One Tory MP told PoliticsHome the “blueprint” for some of the actions the government should be taking is contained in the New Conservatives’ migration plan which was published in the summer.
They added that the high number of health and social care visas was an “indictment” of the Conservatives’ failure to reform the sector to promote a “home-based workforce who are able to carry out these jobs”. However, they added that they had “complete” faith that whatever Robert Jenrick, the Immigration Minister, puts forward in response will be “very robust”.
Many Tory MPs are concerned of the electoral impact net migration numbers could have, with the party already trailing an average of 20 points behind Labour.
Conservative Peer Lord Hayward, a polling expert, agreed that while immigration is an issue which is normally fourth in all opinion polls overall, it is usually more important to Tory voters.
“It's the reason the Rwanda policy matters so much to the Tories. Economics is the number one issue in virtually every opinion poll. To all intents and purposes, tax cuts are more important than immigration rates,” he said.
"But there's no question immigration is an issue to voters.
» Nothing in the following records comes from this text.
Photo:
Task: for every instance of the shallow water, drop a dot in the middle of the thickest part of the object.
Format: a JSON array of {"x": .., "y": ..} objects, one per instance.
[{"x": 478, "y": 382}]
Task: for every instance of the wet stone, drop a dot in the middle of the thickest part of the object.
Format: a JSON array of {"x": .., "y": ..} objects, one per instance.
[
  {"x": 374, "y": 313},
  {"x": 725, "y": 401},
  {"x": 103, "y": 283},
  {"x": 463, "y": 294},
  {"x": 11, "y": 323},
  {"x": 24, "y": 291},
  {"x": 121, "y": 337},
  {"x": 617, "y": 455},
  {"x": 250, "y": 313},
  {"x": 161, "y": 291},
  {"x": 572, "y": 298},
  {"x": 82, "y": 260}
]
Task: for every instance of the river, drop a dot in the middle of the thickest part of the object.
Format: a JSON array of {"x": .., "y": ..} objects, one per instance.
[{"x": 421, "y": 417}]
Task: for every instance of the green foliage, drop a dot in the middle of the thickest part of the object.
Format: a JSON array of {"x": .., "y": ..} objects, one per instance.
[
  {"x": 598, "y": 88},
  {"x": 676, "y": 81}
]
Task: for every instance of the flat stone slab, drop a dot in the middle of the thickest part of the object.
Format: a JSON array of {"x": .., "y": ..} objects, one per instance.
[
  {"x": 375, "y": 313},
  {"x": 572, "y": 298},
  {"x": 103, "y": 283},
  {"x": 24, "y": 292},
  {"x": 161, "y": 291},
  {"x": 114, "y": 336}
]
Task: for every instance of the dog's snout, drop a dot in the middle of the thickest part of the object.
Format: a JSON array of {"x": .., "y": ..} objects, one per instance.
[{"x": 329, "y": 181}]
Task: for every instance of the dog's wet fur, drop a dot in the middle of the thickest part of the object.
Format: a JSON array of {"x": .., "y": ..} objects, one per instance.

I'd say it has been consistently one of the core issues for conservative voters over the last few years.”
Former cabinet minister Robert Buckland urged caution among restless fellow Tory MPs, and felt that a nuanced picture of migration to the UK was contributing to unnecessary division within the party.
“We rightly took in hundreds of thousands of refugees from Ukraine and Hong Kong, you have these refugee schemes and students included in the figures,” he told PoliticsHome.
“If you start disaggregating the figures, what you are left with is going to be considerably less than the headline… It doesn’t tell us what is going on in the underlying economy.”
Buckland argued that while he cared deeply about the “economic inactivity agenda”, the government needed to be clearer on how it was going to address the short supply of labour in key sectors such as health and social care.
Since 1997 levels of net migration to the UK have markedly increased. When New Labour won a landslide victory the numbers coming into Britain were 107,000. Net migration figures steadily rose and peaked at 349,000 in 2004 before levelling off at 242,000 in 2009. After the Conservative Party formed a coalition with the Liberal Democrats in 2010, net migration figures increased from 294,000 to 379,000, despite a Tory manifesto promise to cap migration to 100,000 per year.
Labour’s Shadow Home Secretary Yvette Cooper said the Conservatives had “no grip” on immigration and asylum.
"Labour would reform the points-based system to boost training, better link it to the needs of our economy and we would end hotel use and clear the asylum backlog through fast-track systems, more caseworkers and a new returns unit," she said.
“The Tories have no grip on immigration and asylum and no plan for the economy."